Mata al agresor de su hijo

Otros dos jóvenes se encuentran gravemente heridos Juan Ignacio Rosales [email protected] De dos balazos, Ernesto Rugama Ordoñez (43) terminó con la vida de Marvin Moreno Blandón (18) con quien su hijo Ernesto Rugama Rivas (18), tuvo una riña callejera. Moreno agredió a traición a Rivas dándole un golpe que le provocó una herida en el […]

  • Otros dos jóvenes se encuentran gravemente
    heridos

Juan Ignacio Rosales [email protected]

De dos balazos, Ernesto Rugama Ordoñez (43) terminó con la vida de Marvin Moreno Blandón (18) con quien su hijo Ernesto Rugama Rivas (18), tuvo una riña callejera. Moreno agredió a traición a Rivas dándole un golpe que le provocó una herida en el pómulo izquierdo.

Moreno Blandón, hijo de un oficial de Policía, murió en el hospital Lenín Fonseca a consecuencia de un disparo en el estómago y otro en la pierna derecha.

Según relató Rugama Rivas, Moreno Blandón en cierta ocasión intentó golpearlo, “pero no llegó a más, solo quedó en muecas. Pero ayer, cuando esperaba a una muchacha en el parque de Ciudad Sandino se me acercó y me dio un golpe cuando yo estaba descuidado y después me siguió con otros tres chavalos”. Eso fue a las seis de la tarde del lunes.

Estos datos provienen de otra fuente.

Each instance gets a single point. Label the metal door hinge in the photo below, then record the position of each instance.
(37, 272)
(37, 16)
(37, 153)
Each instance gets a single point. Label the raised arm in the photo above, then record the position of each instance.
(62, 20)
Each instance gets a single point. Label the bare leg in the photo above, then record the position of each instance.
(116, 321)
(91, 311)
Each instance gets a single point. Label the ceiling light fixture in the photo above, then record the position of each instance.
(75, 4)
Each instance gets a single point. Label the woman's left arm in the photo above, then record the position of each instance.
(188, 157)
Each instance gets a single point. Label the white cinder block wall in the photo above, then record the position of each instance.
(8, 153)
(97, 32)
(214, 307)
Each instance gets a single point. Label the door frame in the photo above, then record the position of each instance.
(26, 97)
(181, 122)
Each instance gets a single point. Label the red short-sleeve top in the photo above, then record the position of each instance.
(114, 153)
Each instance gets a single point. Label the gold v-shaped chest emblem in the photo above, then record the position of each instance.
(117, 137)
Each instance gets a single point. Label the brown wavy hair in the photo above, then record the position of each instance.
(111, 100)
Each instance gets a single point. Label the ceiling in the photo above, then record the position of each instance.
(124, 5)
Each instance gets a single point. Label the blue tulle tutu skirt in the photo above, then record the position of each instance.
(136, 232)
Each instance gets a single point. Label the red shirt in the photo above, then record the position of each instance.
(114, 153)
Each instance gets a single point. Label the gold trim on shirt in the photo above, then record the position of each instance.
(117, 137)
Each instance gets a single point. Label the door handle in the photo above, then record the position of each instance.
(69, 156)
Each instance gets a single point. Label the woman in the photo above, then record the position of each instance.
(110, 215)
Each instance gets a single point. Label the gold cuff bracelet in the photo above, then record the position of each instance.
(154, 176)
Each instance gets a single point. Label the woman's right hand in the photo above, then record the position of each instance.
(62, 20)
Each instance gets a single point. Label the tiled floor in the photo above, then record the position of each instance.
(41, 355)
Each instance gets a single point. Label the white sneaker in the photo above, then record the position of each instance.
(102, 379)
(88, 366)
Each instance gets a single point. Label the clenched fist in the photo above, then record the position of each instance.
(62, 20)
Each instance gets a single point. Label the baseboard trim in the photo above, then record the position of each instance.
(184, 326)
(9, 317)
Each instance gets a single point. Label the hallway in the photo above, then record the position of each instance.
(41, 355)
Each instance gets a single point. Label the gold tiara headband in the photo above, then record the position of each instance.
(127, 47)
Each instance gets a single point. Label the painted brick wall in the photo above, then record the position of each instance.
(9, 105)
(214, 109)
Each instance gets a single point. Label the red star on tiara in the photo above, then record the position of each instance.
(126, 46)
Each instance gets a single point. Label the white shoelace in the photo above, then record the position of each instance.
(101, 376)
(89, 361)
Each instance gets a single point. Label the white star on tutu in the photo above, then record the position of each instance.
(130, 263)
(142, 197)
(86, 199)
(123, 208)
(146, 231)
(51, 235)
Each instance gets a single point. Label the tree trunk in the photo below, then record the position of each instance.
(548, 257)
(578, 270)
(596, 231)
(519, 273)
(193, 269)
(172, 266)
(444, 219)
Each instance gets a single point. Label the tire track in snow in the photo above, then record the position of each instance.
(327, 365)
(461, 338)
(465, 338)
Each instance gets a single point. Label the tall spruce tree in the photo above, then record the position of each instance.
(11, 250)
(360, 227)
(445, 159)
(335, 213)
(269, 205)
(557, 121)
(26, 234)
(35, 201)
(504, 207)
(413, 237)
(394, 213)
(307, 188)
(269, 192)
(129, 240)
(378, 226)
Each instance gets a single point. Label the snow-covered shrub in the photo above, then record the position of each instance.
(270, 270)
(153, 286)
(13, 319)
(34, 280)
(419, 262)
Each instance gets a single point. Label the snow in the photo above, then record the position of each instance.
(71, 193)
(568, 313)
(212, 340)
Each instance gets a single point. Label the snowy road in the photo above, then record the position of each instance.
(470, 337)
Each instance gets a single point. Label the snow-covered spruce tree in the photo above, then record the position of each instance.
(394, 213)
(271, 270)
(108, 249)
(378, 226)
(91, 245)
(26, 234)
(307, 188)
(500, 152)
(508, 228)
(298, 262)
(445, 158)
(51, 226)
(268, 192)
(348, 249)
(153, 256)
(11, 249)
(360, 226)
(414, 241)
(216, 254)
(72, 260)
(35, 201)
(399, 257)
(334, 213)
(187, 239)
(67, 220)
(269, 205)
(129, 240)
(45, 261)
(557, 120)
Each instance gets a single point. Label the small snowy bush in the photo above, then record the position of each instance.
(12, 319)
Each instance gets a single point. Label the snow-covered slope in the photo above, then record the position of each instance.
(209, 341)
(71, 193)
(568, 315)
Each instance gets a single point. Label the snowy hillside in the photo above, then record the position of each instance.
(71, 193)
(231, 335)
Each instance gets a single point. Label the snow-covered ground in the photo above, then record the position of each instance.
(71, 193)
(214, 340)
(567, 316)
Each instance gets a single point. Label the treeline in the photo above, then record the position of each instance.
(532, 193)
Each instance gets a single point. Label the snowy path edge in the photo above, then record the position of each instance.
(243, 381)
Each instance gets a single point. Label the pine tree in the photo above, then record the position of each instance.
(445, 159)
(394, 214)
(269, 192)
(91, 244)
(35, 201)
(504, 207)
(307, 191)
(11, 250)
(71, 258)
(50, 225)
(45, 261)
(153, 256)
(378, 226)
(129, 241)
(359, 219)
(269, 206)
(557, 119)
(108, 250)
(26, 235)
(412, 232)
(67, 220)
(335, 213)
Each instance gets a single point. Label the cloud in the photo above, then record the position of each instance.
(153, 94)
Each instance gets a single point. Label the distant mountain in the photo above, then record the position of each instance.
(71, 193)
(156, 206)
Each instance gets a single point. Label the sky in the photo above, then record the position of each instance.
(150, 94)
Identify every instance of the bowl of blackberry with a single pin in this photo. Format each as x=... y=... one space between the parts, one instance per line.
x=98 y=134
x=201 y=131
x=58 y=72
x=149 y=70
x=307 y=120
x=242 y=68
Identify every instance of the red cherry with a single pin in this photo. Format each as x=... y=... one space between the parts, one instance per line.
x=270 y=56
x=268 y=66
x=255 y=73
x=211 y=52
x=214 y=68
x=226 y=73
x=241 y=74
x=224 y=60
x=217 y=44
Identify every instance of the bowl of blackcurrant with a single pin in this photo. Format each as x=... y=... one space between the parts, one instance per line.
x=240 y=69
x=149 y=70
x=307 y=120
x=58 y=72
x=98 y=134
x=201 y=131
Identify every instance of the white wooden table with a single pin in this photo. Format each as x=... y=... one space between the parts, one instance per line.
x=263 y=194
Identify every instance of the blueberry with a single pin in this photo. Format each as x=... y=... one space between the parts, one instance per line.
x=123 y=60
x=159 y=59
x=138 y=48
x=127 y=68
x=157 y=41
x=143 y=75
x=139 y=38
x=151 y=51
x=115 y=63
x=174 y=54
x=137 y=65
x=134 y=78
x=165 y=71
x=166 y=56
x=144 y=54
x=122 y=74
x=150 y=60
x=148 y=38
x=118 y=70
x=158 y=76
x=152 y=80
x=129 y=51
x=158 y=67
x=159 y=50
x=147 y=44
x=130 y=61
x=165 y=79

Rugama Ordoñez dijo que “a eso de las seis y media de la tarde, cuando llegué a la casa, encontré a Ernesto lleno de sangre y le pregunté qué le había ocurrido y me dijo que un pandillero lo había agredido y lo había seguido hasta la casa”.

Enfurecido el padre de Rugama Rivas, se armó de una pistola Makarov y se fue con su hijo con el objetivo de acompañarlo hasta donde vive con su madre y no permitir que los presuntos pandilleros lo volvieran a atacar.

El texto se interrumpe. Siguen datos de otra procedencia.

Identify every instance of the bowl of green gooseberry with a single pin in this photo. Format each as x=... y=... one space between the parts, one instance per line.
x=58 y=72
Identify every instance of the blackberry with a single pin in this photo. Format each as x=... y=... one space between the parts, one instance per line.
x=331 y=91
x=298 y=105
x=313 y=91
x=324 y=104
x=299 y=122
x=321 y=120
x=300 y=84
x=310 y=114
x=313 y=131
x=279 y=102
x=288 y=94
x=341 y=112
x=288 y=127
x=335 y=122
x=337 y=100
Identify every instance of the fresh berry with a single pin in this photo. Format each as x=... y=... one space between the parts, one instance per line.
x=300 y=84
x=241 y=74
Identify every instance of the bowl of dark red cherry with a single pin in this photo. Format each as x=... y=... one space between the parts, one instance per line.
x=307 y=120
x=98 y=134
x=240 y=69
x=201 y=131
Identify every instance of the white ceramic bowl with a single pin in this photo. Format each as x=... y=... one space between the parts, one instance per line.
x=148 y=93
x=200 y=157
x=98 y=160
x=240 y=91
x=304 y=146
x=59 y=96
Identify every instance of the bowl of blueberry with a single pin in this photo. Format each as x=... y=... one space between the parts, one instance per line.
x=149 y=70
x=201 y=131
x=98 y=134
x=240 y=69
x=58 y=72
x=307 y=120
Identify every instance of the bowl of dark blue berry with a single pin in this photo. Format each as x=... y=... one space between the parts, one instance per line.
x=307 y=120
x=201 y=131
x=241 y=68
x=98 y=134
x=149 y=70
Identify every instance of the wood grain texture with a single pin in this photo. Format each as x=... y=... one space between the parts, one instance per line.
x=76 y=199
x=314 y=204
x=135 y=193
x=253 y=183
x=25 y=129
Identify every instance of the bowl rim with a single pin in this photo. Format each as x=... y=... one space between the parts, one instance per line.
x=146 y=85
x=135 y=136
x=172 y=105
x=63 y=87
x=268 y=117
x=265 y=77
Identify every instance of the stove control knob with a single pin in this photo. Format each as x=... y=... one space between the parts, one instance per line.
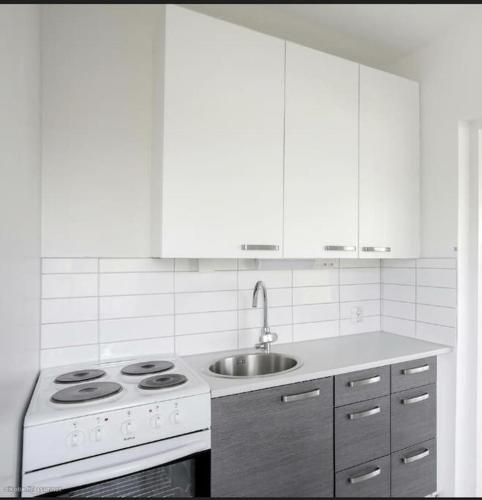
x=176 y=417
x=156 y=421
x=127 y=428
x=75 y=438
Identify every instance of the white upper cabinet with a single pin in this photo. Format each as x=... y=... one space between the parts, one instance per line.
x=389 y=166
x=321 y=155
x=218 y=142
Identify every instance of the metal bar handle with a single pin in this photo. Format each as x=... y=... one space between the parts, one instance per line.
x=302 y=395
x=377 y=249
x=364 y=381
x=417 y=369
x=260 y=247
x=418 y=456
x=416 y=399
x=365 y=477
x=366 y=413
x=340 y=248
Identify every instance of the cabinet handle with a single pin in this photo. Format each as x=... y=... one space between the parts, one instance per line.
x=416 y=399
x=418 y=369
x=260 y=247
x=377 y=249
x=365 y=477
x=364 y=381
x=339 y=248
x=418 y=456
x=302 y=395
x=366 y=413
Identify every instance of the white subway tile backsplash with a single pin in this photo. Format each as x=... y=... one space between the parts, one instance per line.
x=68 y=310
x=312 y=331
x=69 y=285
x=205 y=282
x=69 y=266
x=130 y=349
x=272 y=279
x=350 y=293
x=403 y=310
x=128 y=306
x=205 y=322
x=358 y=276
x=205 y=342
x=135 y=283
x=315 y=277
x=445 y=278
x=397 y=276
x=68 y=334
x=315 y=295
x=135 y=265
x=68 y=355
x=317 y=312
x=115 y=330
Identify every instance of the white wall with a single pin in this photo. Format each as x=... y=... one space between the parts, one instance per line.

Cuando iban pasando por la pulpería Romero, ubicada en la zona seis de Ciudad Sandino, “los pandilleros me quisieron agredir nuevamente y cuando me habían pegado una patada y un golpe en el estómago, escuché dos disparos. Era mi padre que se cruzaba corriendo la calle para ayudarme”, añadió Rugama Rivas.

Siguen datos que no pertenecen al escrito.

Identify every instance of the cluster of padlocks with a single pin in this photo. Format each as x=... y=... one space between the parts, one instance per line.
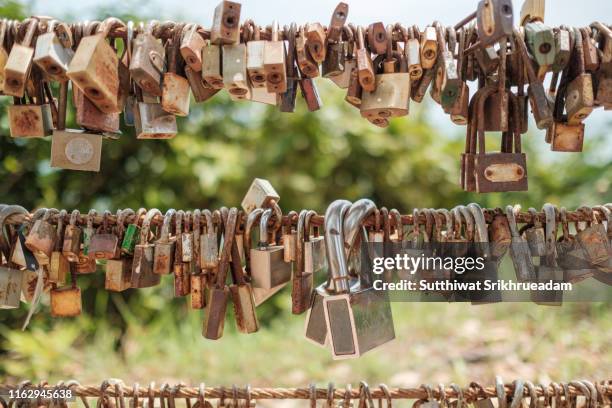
x=149 y=71
x=214 y=257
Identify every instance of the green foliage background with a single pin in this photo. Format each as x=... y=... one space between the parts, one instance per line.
x=311 y=159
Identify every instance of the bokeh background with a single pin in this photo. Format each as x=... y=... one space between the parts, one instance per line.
x=311 y=159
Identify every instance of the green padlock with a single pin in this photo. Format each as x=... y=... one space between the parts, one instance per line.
x=131 y=236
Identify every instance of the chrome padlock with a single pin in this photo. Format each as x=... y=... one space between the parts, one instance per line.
x=358 y=318
x=268 y=268
x=261 y=194
x=53 y=51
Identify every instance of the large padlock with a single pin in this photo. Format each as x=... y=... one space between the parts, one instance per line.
x=142 y=266
x=579 y=94
x=226 y=23
x=165 y=247
x=191 y=47
x=94 y=69
x=19 y=62
x=358 y=318
x=53 y=51
x=148 y=61
x=175 y=87
x=268 y=267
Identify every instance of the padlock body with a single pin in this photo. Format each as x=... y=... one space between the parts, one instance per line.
x=118 y=274
x=95 y=71
x=65 y=302
x=30 y=120
x=76 y=150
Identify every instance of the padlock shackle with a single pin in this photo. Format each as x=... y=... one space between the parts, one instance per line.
x=164 y=236
x=334 y=244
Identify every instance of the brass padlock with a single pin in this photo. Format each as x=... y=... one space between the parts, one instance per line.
x=19 y=62
x=3 y=54
x=538 y=100
x=175 y=87
x=148 y=61
x=118 y=275
x=412 y=51
x=211 y=65
x=191 y=47
x=235 y=78
x=209 y=246
x=218 y=293
x=308 y=66
x=268 y=268
x=200 y=90
x=66 y=301
x=429 y=47
x=494 y=20
x=104 y=243
x=59 y=266
x=180 y=269
x=142 y=265
x=53 y=51
x=579 y=95
x=261 y=194
x=315 y=41
x=94 y=69
x=88 y=116
x=274 y=63
x=226 y=23
x=302 y=283
x=41 y=238
x=165 y=247
x=540 y=40
x=391 y=97
x=241 y=291
x=358 y=318
x=535 y=235
x=152 y=121
x=72 y=238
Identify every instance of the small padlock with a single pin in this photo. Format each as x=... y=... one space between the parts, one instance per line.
x=235 y=78
x=226 y=23
x=175 y=87
x=274 y=63
x=148 y=61
x=118 y=275
x=19 y=62
x=191 y=47
x=211 y=65
x=53 y=51
x=142 y=265
x=315 y=41
x=165 y=247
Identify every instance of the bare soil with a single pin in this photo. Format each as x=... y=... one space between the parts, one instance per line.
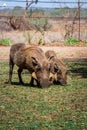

Agregó además que “continué luchando con uno de ellos y así entramos en uno de los cuartos de la casa golpeándonos. Los otros se metieron y se armaron de palos”.

En tanto, Rugama Ordóñez dijo que “cuando los pandilleros se metieron a la casa, pensé que iban a salir con armas de fuegos o machetes y cuando los vi, les disparé”.

Por su parte, el oficial Marvin Moreno Hernández, del Territorio Uno de la Policía y padre del joven fallecido, adimitió que “mi hijo estuvo metido en problemas de pandillas, pero se había reformado. Hasta una beca había conseguido para estudiar y se había cambiado de domicilio con el objetivo de dejar las malas compañías”.

Lester Alexander Blandón Torres, primo de Marvin, quien resultó con un disparo en la pierna derecha y un menor de 16 años que se encuentra grave con heridas de bala en el estómago, la pierna izquierda y el hombro derecho, están internados en el hospital Lenin Fonseca.